Terrain Volume Component
The Terrain Volume Component renders a voxel terrain volume. Unlike a heightfield, a voxel volume can represent overhangs, caves, arches, and tunnels. The surface mesh is generated on the GPU and updated whenever overlapping brush components change. Both 2D brushes and 3D brushes can affect a volume.

For an overview of the terrain system, see Terrain System.
Placement
Volumes tile seamlessly with other volumes as long as the voxel size is identical (Size / Resolution). Placing a volume next to a terrain patch does not produce a seamless join, since the two surface reconstruction methods differ — use overlapping terrains or props to hide the seam.
Working around the single-material-transition limit: unlike a terrain patch, which can blend up to four material layers per quad, a volume vertex only stores one base layer (BaseMaterialIndex) plus one painted override. That means a single volume can only ever show one transition — for example rock fading into dirt — anywhere brush painting overlaps the base layer. If you need three or four distinct materials, for example for a tunnel to transition from grass to dirt, then to rock, while also using mossy patches here and there, one volume can't hold all of them at once.
The workaround is to split the tunnel into multiple smaller volumes, each given its own BaseMaterialIndex — one volume set to grass, an adjacent one set to dirt, another set to rock. Since volumes tile seamlessly at matching voxel size, the pieces still form one continuous surface. Brush painting is then only used locally, near each seam, to blend the transition between two neighboring base layers — so every seam gets its own one-layer blend instead of asking a single volume to blend everything at once. At the places where no override material is needed for a transition, it is then possible to paint mossy spots, as well.

See Terrain Materials for how base layers and painted overrides work.
Editing
Volumes are shaped with 3D terrain brushes, used to add or carve solid geometry to form caves, tunnels, arches, and overhangs. 2D brushes can affect volumes too, projecting downward to raise, lower, or paint material regardless of the 3D shape underneath.
Performance
Terrain volumes are more memory- and GPU-intensive than terrain patches. Use volumes only where overhangs or caves are actually needed, and prefer patches to cover large open areas.
Higher Resolution values increase voxel density and bake time. Since the surface mesh regenerates whenever an overlapping brush changes, keep Resolution no higher than necessary for the detail the volume needs.
Component Properties
Resolution — Number of voxels per axis. Higher resolutions produce finer detail but increase GPU memory and bake time.

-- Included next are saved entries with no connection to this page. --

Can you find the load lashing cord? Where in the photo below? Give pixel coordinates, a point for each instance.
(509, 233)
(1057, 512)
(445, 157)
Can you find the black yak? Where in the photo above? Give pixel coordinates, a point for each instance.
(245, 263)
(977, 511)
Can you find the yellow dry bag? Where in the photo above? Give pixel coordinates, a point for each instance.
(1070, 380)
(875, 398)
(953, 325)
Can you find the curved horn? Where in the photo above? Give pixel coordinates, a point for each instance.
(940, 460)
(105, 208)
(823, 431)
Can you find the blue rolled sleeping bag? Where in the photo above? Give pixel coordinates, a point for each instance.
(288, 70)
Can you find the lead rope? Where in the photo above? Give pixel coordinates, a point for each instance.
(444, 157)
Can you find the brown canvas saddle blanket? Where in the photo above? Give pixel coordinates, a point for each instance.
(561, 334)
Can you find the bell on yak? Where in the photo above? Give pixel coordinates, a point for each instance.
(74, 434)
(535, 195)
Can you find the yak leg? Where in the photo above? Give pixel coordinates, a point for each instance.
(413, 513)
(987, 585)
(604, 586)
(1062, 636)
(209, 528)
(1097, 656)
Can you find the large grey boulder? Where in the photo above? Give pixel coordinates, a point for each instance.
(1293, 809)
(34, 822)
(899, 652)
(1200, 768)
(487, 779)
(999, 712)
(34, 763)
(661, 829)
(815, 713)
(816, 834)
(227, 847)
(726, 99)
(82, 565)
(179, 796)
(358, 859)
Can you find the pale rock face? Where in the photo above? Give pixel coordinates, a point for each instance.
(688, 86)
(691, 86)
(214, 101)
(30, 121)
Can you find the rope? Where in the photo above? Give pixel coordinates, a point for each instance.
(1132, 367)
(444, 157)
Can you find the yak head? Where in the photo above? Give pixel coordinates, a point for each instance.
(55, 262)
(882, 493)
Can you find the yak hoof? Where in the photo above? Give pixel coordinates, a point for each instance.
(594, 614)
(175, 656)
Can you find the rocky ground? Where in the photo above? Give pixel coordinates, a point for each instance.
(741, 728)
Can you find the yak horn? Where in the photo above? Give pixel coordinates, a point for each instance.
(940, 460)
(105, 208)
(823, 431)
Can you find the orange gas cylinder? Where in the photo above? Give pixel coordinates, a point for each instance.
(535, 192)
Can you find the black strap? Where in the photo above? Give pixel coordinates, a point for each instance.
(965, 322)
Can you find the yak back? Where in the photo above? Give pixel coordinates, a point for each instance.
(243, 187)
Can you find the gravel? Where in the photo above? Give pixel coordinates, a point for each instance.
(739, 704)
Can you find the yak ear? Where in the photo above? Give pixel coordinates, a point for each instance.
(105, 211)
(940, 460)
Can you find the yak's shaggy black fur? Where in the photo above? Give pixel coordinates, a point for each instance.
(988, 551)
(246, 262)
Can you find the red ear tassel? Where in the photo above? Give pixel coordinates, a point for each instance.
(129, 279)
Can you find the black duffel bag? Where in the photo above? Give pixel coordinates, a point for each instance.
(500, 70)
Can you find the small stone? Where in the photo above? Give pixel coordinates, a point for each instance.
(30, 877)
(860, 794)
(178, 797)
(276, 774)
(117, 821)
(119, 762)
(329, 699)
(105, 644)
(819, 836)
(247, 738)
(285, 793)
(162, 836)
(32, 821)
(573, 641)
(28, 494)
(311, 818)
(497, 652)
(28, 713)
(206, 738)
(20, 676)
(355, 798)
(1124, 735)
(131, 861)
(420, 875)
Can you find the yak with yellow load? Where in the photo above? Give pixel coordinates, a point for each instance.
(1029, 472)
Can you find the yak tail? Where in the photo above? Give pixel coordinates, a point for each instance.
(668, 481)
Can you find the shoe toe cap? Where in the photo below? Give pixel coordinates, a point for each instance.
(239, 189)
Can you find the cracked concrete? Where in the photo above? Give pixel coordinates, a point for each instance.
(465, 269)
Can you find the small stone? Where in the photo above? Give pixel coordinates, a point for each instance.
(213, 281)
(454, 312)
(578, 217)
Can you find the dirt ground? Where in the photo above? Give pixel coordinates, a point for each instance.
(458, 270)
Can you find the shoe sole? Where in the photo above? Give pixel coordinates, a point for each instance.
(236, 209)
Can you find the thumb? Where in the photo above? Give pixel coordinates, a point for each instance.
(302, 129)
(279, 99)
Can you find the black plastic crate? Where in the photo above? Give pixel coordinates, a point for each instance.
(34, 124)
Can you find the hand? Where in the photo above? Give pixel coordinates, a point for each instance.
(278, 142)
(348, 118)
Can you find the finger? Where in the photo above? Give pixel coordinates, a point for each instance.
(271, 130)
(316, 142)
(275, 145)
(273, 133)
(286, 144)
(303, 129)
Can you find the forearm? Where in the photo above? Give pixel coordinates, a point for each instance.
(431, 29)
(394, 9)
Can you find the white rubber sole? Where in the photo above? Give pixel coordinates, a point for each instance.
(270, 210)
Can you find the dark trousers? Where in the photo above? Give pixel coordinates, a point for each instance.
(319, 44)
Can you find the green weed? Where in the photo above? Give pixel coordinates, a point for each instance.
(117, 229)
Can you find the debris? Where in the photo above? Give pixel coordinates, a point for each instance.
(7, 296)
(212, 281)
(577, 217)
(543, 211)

Size — World-space side length of the cubic volume. Dividing Size by Resolution gives the world-space size of one voxel.
Material — The material used to render the generated mesh. Must use a voxel-compatible shader. See Terrain Materials.
BaseMaterialIndex — The material layer assigned to voxels not covered by any brush paint operation.

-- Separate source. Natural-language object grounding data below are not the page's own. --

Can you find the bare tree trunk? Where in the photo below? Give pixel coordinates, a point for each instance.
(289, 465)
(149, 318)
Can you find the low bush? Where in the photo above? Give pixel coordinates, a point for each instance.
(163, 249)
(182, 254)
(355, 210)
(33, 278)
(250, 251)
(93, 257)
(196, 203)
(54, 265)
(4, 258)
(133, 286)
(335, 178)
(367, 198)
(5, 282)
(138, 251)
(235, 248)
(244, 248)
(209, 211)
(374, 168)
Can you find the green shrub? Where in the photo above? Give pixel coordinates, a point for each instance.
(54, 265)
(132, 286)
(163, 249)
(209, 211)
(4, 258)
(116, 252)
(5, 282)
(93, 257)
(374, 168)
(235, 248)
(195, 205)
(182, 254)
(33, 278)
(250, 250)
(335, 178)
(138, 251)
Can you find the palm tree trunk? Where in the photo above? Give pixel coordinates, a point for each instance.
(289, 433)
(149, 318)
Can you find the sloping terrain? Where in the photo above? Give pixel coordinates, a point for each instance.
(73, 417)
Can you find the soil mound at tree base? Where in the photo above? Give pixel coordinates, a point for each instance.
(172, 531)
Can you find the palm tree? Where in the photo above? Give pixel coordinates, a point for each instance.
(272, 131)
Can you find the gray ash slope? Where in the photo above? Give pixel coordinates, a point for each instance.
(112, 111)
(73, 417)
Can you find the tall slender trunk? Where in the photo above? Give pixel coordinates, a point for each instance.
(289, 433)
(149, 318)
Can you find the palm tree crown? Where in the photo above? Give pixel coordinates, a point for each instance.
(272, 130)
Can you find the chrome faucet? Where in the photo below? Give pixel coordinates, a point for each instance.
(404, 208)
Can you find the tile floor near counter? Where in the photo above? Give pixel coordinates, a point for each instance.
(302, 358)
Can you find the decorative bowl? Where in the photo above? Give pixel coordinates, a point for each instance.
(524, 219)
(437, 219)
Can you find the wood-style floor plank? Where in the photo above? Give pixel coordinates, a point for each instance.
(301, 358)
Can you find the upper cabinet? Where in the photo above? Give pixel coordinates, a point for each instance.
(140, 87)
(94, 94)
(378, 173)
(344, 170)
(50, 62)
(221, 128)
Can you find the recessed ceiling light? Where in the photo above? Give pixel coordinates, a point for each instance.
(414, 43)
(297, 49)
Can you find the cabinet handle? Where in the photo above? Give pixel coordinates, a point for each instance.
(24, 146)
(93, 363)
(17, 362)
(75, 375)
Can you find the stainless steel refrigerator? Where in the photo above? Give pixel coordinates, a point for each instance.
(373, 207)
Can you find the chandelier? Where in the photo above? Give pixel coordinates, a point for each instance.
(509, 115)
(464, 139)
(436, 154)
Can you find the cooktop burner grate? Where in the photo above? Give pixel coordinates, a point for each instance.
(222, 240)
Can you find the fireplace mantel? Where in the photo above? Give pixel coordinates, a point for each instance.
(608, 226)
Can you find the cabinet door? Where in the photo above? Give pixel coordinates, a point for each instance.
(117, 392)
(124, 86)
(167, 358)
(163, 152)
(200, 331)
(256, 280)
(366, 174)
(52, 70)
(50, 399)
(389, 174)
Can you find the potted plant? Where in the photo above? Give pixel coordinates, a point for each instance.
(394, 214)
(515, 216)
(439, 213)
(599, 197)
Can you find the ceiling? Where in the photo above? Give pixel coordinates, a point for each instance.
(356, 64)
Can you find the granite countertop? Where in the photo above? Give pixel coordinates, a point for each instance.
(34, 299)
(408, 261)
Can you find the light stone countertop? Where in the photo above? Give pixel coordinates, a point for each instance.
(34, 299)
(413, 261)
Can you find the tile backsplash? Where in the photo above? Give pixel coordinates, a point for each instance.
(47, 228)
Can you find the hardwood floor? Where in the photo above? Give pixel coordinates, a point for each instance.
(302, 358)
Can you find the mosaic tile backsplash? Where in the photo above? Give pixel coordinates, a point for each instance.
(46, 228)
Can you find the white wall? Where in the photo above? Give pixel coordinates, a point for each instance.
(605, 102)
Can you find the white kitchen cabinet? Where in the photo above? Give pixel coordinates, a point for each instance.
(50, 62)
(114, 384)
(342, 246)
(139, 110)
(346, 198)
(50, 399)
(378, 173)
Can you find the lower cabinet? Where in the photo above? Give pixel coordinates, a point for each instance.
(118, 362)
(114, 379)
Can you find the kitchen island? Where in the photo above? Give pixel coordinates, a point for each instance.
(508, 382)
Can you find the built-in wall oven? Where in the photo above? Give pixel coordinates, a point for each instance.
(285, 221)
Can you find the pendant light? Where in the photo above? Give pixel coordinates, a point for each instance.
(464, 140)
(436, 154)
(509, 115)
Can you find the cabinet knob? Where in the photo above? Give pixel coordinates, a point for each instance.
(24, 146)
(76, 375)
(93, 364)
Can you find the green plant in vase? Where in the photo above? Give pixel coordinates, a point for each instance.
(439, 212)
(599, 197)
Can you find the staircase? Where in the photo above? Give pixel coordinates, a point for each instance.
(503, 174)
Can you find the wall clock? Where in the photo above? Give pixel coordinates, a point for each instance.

FillHeight — Local-space Z height used to split the initial volume into solid (below) and air (above) before brushes run. With the default value, the volume starts entirely empty.
EnableCollider — When enabled, a Jolt triangle mesh collision shape is baked to disk at scene export time. Disable for purely visual volumes.
CleanupIterations — Number of topology cleanup passes applied after voxel baking. Each pass removes isolated voxels and spike geometry. Higher values yield a smoother result at the cost of slightly longer bake times. Only necessary on volumes that use brushes with strong noise.
Surfaces — Per-material-index physics surface array. Entry i is the surface used where material index i is dominant. Used to control physics behavior such as footstep sounds and friction per material layer.
TerrainTags — Identity tags assigned to this volume. A brush only affects this volume when the brush's own tags are either empty or contain at least one tag that matches. This can be used to apply brushes to only very specific objects and is only needed when you use multiple patches or volumes on top of each other to form complex geometry.